いいんちょさんのありゃあブログ

85年生まれ、おうし座、直毛によるブログ。今ここに、ポスト宮根誠司を目指すことを誓います。

【映画評】「炎上」が誰の身にでも起こりえる今だからこそ観たい映画「ハンナ・アーレント」

全体主義の起源』などで知られる哲学者ハンナ・アーレントの半生を、彼女が関わったことで知られる「アイヒマン裁判」を中心に描いている。

哲学者の映画というと、内容も難解のだろうと思われがちだが、そうでもない。それは、この映画でのアーレントの姿が、哲学者というよりもある種ジャーナリストに近かったからかもしれない。
そして、彼女をとおしてこの映画が描くのは、ユダヤ人大虐殺という特定のテーマを超え、ソーシャルメディアの普及で誰もが意見を公表し、世に問うことができるようになった今だからこそ、より重大になったテーマといえる。


映画は、戦時中にユダヤ人大虐殺に関与したナチス親衛隊の隊員アドルフ・アイヒマンが、潜伏先の南米でイスラエルの諜報部に逮捕されるところから始まる。彼を独自に裁こうとするイスラエルの裁判に、当のユダヤ人でもあるアーレントは傍聴を申し込み、許可される。

600万人ものユダヤ人の無慈悲な虐殺に関与したアイヒマンは、当時世界から「極悪非道な反ユダヤ主義者」であると思われ、アーレントの書くレポートも、その世論の意に沿う内容になると思われていた。
しかし、実際に裁判を傍聴し、膨大な資料を読み込んだ上でアーレントは、こう結論づける。彼は極悪人でも、反ユダヤ主義者でもなく、ごくごく平凡な官吏だったのである、と。
さらに彼女は、戦時下において、一部のユダヤ人指導者も虐殺に結果的に関与したのだ、と指摘する。
問題は彼らの個人的な気質なのではない。極限状態におかれた彼らが、自分で考えることを、判断することをやめたことこそが悪なのだと、結論づける。つまり、誰しもがアイヒマンと同じ境遇におかれれば、アイヒマンと同じような行動をとってしまう恐れがある――彼女はそういうのだ。


この記事が雑誌に載ると、彼女は圧倒的な批判を浴びることになる。
しかしその多くは、アイヒマンを部分的にも擁護し、被害者であるユダヤ人の一部指導者の罪を指摘したから、という趣旨だった。つまり、批判されるべき対象を擁護したから、そして擁護されるべき対象を部分的にも批判したから、という幼稚な内容なのだったのだ。映画ではさらに、アーレントによる記事を読んでもいないにもかかわらず、「みんなが批判するから批判する」という輩も出てくる。

そして観客はいつしか気づくのである。
大した考えもなくアーレント批判に与する者たちの姿は、戦時中に思考停止した結果、ユダヤ人虐殺の片棒を担いでしまったアイヒマン、そして一部ユダヤ人指導者、そしてアーレントの師であり、ナチス政権下に支持を掲げたことでその名を落とした哲学者ハイデガーの姿の相似形なのだと。
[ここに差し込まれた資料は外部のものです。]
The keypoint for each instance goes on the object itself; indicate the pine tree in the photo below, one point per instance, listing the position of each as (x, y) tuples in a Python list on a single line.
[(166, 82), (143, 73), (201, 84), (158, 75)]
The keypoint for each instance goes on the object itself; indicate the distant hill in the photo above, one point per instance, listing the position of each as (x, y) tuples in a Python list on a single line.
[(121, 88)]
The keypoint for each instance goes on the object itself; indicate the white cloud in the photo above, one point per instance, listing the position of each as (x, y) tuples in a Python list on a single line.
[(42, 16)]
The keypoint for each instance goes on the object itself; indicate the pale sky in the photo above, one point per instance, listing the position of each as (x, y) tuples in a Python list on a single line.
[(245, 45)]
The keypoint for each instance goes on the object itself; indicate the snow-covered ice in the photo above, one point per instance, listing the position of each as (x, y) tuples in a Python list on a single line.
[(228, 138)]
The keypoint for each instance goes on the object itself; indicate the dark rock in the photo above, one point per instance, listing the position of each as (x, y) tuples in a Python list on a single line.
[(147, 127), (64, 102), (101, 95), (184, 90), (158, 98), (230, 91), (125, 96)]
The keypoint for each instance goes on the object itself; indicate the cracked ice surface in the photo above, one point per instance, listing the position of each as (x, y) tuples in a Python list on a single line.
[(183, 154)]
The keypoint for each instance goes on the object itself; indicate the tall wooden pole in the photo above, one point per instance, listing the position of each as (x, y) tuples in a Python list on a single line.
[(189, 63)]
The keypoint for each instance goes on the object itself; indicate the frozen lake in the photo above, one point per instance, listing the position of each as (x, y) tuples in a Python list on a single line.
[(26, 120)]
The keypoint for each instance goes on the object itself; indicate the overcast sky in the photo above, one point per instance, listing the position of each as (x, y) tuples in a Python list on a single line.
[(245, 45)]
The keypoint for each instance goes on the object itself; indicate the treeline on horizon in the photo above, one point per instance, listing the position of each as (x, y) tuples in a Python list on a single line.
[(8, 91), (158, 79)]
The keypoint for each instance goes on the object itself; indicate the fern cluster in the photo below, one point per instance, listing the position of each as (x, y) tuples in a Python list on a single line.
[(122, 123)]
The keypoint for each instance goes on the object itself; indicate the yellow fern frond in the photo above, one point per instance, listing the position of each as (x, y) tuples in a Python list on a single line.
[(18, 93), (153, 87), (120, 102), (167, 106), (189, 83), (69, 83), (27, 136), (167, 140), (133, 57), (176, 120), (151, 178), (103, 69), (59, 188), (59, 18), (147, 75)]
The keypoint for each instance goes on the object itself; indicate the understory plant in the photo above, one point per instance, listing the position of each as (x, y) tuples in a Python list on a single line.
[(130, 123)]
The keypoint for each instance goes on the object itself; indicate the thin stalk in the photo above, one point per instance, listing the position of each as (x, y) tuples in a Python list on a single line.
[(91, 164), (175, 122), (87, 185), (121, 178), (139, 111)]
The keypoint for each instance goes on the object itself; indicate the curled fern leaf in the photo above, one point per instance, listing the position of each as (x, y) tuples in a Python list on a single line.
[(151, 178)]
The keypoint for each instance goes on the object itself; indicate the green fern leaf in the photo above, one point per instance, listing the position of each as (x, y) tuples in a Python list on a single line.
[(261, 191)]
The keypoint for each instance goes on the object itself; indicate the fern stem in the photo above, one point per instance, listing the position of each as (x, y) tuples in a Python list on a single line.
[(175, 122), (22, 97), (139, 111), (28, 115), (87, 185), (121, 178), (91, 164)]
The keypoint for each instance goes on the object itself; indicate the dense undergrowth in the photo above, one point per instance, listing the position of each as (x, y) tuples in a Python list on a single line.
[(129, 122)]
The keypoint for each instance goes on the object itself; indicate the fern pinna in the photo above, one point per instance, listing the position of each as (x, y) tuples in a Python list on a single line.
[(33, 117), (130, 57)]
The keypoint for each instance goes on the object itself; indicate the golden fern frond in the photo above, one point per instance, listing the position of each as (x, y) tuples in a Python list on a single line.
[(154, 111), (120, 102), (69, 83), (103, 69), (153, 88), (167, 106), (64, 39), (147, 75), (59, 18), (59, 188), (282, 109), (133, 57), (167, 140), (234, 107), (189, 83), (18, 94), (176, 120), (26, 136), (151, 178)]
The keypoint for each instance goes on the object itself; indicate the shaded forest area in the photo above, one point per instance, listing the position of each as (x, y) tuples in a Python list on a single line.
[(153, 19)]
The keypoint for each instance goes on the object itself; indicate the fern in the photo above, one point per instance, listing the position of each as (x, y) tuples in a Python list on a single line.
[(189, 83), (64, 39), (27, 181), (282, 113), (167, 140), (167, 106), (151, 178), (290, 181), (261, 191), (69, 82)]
アーレントはその主張により、イスラエル当局から脅迫を受ける。また、それまで議論で対立することはあっても仲違いすることはなかった友人にも、縁を切られてしまう。
だがそれでも、彼女がその主張を曲げなかったのは、それが自分の考えに考えた末の結論であり、そしてその反論の多くが、扱うに値しないと考えたからだ。


先述したように、この映画のテーマの射程は、われわれ現代の観客をもとらえている。この映画で描かれる騒動は、さながらネット炎上そのものなのである。
ネットでは、毎日のように炎上が起きる。けれど、情報過多な現代において、いちいち原典をたどるのは面倒な作業だ。釣りぎみのタイトルや、恣意的なまとめだけで、その騒動をわかった気になり、即断する。騒動がより大きくなってからは、みなが批判しているのならきっとこいつは間違っていて、批判されて然るべきだろうと、批判してしまう人も出てくる。
しかし、批判とは本来原典の熟読の対としてなされるべき営みであるし、どれだけ多くの人が批判しているかという数で決まるものでもないのだ。

思考はたしかに孤独な営みであり、「祭り」の喧騒の誘惑にかられ、ついつい足を向けたくなることもある。しかし、その誘惑に負けて批判したその瞬間、あなたは考えることを、人類に唯一許された営為を放棄したことになる。


この映画は、アーレントをとおしてそのことを訴えているように思える。